A side-to-side comparison of hand temperatures at the seven ROIs in eight healthy controls showed similarity and high correlation coefficients for each comparison, confirming the presence of symmetry in hand temperatures (Supplementary Table 1). When comparing healthy controls (n = 8) and patients with CTS who showed clinical symptoms in total agreement with NCS results (n = 14), absolute side-to-side differences in the D2 temperature tended to be greater in patients with CTS (mean value, 0.71°C vs. 0.26°C), though the difference did not reach statistical significance (p = 0.266) after adjusting for age, sex, and BMI. Considering all hands (n = 66), regardless of NCS results, comparisons of regional ΔT in the same hand between symptomatic CTS and healthy hands did not reveal any differences. However, regardless of symptoms, hands with abnormal NCS results showed higher MI than hands with normal NCS results (mean value, 0.86°C vs. 0.54°C), but this difference also did not reach statistical significance (p = 0.055) after adjusting for age, sex, and BMI (Supplementary Table 2).

Based on a pure clinical diagnosis of symptomatic and asymptomatic hands, the sensitivity of IRT decreased and its specificity increased as the cutoff value increased (Table 2). The sensitivity and specificity of IRT were not superior to those of NCS. Combining the existence of either IRT (cutoff value of 1.0°C) or NCS abnormalities resulted in a modest increase in the sensitivity from 91.4% to 94.3%.

Regarding the 32 hands with CTS symptoms and NCSproven CTS, ΔT (Th-Ht) tended to be higher for class 2 on the Hi-Ob scale (p = 0.085), while ΔT (D3-D5) tended to be higher for class 3 on the Padua scale (p = 0.106), which were considered more-advanced stages. Skin temperature was lower in hands with moderate-to-severe CTS than in hands with mild CTS (Fig. 2).

The SSS and FSS scores showed a strong mutual correlation (Spearman’s rho, 0.882; p < 0.001). However, they did not show a correlation with the Hi-Ob scale, Padua scale, and IRT parameters (ΔT between ROIs, MI, and MU) in 32 hands with CTS symptoms and NCS-proven CTS. The average SSS and FSS scores did not differ significantly with the classes on the Hi-Ob and Padua scales (Supplementary Fig. 1, 2). We further conducted a correlation analysis between SSS subscores concerning pain (items 1-5) and IRT parameters, which revealed no correlation. However, 11 hands with high SSS scores (> 4.0) showed a positive correlation with ΔT (Th-Ht) (Spearman’s rho = 0.812; p = 0.177) after adjusting for age, sex, and BMI, and hands with CTS with higher SSS scores tended to be colder in the thenar region (Fig. 3).

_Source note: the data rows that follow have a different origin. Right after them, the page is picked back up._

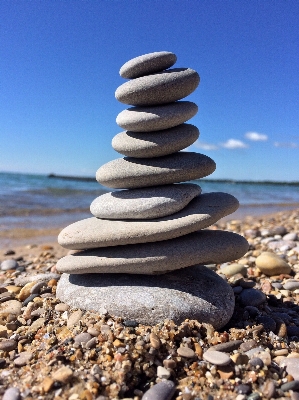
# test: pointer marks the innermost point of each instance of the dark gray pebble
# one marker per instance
(268, 323)
(293, 385)
(9, 264)
(252, 297)
(227, 347)
(253, 311)
(11, 394)
(256, 362)
(161, 391)
(243, 389)
(29, 298)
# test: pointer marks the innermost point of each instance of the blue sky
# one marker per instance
(59, 63)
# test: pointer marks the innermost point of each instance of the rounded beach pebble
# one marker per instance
(129, 173)
(155, 118)
(147, 64)
(155, 144)
(271, 264)
(161, 88)
(152, 202)
(201, 212)
(201, 247)
(194, 293)
(9, 264)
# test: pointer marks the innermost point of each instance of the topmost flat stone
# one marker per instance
(147, 64)
(161, 88)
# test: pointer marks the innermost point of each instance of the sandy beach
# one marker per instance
(49, 351)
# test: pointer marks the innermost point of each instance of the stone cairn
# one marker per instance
(140, 257)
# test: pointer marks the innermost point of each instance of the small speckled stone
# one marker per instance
(11, 307)
(200, 247)
(23, 358)
(155, 144)
(162, 372)
(155, 118)
(160, 88)
(233, 269)
(63, 374)
(292, 366)
(217, 357)
(291, 284)
(8, 345)
(93, 331)
(201, 212)
(129, 173)
(293, 385)
(227, 347)
(252, 297)
(74, 318)
(194, 293)
(161, 391)
(12, 394)
(271, 264)
(155, 341)
(152, 202)
(82, 337)
(147, 64)
(6, 265)
(61, 307)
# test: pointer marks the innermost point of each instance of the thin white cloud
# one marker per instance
(256, 137)
(234, 144)
(205, 146)
(290, 145)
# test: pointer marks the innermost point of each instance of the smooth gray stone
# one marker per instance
(152, 202)
(155, 144)
(161, 88)
(155, 118)
(130, 173)
(147, 64)
(161, 391)
(194, 293)
(200, 213)
(201, 247)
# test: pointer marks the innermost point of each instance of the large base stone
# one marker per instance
(194, 292)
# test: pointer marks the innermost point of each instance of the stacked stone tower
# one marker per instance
(138, 256)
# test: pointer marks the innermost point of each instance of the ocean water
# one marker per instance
(37, 201)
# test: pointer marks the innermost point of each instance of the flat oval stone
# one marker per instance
(217, 357)
(200, 213)
(129, 173)
(155, 144)
(161, 88)
(147, 64)
(155, 118)
(201, 247)
(271, 264)
(161, 391)
(152, 202)
(194, 293)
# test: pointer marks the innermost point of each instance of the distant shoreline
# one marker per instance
(231, 181)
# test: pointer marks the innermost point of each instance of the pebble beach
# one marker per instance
(50, 351)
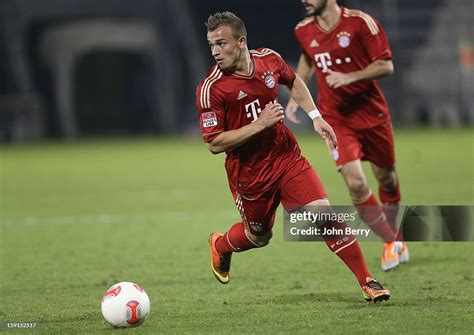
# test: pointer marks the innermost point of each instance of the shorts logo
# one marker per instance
(344, 39)
(209, 119)
(256, 226)
(269, 79)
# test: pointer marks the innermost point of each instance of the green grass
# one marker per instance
(78, 217)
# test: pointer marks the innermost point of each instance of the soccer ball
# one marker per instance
(125, 305)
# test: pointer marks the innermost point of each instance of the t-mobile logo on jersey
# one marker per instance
(253, 109)
(324, 61)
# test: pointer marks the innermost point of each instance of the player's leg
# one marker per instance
(303, 190)
(254, 231)
(389, 193)
(365, 202)
(379, 149)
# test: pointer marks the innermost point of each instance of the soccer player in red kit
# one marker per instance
(349, 50)
(239, 114)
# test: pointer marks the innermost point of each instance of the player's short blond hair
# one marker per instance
(227, 19)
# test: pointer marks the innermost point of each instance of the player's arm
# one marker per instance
(271, 114)
(299, 92)
(305, 70)
(378, 69)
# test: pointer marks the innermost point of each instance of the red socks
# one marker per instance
(390, 201)
(235, 240)
(371, 213)
(347, 248)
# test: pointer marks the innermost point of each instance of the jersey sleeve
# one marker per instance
(287, 75)
(375, 39)
(211, 112)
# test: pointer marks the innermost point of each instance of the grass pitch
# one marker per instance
(77, 217)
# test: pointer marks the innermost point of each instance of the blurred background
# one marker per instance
(75, 68)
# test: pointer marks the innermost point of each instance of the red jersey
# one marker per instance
(228, 101)
(351, 45)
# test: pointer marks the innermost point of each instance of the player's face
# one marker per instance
(314, 7)
(225, 48)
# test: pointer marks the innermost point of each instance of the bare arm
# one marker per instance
(375, 70)
(272, 114)
(300, 94)
(305, 70)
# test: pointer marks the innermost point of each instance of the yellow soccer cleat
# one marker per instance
(373, 291)
(390, 255)
(220, 263)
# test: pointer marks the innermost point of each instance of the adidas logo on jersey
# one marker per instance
(242, 95)
(314, 44)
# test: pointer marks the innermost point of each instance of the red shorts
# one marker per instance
(298, 186)
(373, 144)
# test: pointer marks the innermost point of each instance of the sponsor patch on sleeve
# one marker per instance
(209, 119)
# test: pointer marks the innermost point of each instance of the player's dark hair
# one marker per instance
(227, 19)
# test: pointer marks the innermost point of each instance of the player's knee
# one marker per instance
(261, 240)
(388, 181)
(358, 186)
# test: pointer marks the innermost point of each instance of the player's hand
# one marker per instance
(338, 79)
(325, 131)
(290, 111)
(271, 115)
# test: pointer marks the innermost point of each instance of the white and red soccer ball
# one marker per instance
(125, 305)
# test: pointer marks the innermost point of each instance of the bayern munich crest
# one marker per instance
(269, 79)
(344, 39)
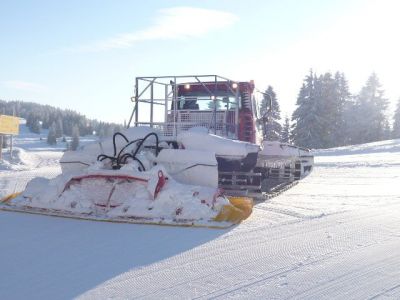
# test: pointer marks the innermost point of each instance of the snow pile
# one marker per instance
(126, 198)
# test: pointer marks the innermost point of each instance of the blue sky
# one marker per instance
(84, 55)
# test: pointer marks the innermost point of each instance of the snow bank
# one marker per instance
(125, 198)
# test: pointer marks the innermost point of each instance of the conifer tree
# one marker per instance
(306, 128)
(285, 138)
(75, 138)
(396, 122)
(370, 108)
(59, 128)
(271, 117)
(51, 136)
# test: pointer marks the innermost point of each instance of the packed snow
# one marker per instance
(335, 235)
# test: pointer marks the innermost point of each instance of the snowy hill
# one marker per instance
(333, 236)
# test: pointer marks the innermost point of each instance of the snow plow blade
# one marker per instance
(239, 209)
(212, 210)
(9, 197)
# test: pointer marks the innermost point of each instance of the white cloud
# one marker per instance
(171, 23)
(23, 85)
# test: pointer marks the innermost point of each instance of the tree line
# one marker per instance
(328, 115)
(59, 122)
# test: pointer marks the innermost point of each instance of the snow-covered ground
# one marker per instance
(335, 235)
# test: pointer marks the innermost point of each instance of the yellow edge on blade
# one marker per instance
(239, 209)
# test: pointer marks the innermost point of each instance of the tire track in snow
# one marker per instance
(277, 256)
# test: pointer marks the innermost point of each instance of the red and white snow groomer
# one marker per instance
(192, 154)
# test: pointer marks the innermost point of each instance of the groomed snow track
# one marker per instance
(333, 236)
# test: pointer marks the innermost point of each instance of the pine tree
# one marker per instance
(272, 128)
(369, 112)
(59, 128)
(51, 136)
(307, 128)
(285, 138)
(396, 122)
(75, 138)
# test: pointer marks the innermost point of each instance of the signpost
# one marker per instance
(9, 125)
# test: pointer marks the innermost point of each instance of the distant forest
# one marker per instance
(60, 122)
(328, 115)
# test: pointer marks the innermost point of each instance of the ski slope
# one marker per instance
(335, 235)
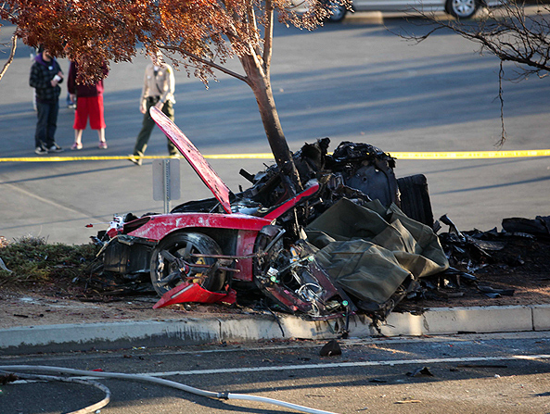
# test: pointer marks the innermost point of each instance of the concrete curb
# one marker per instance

We reviewed 11 hands with a discrepancy between symptoms and NCS results. The mean SSS and FSS scores for hands with CTS symptoms (n = 3) were comparably high, at 3.18 and 2.75, respectively. The regional ΔT of the ROIs in 11 hands did not show abnormal differences in the territory of the median nerve. However, the reliability of the interpretation was limited by the small number of samples available for inclusion in the statistical analysis.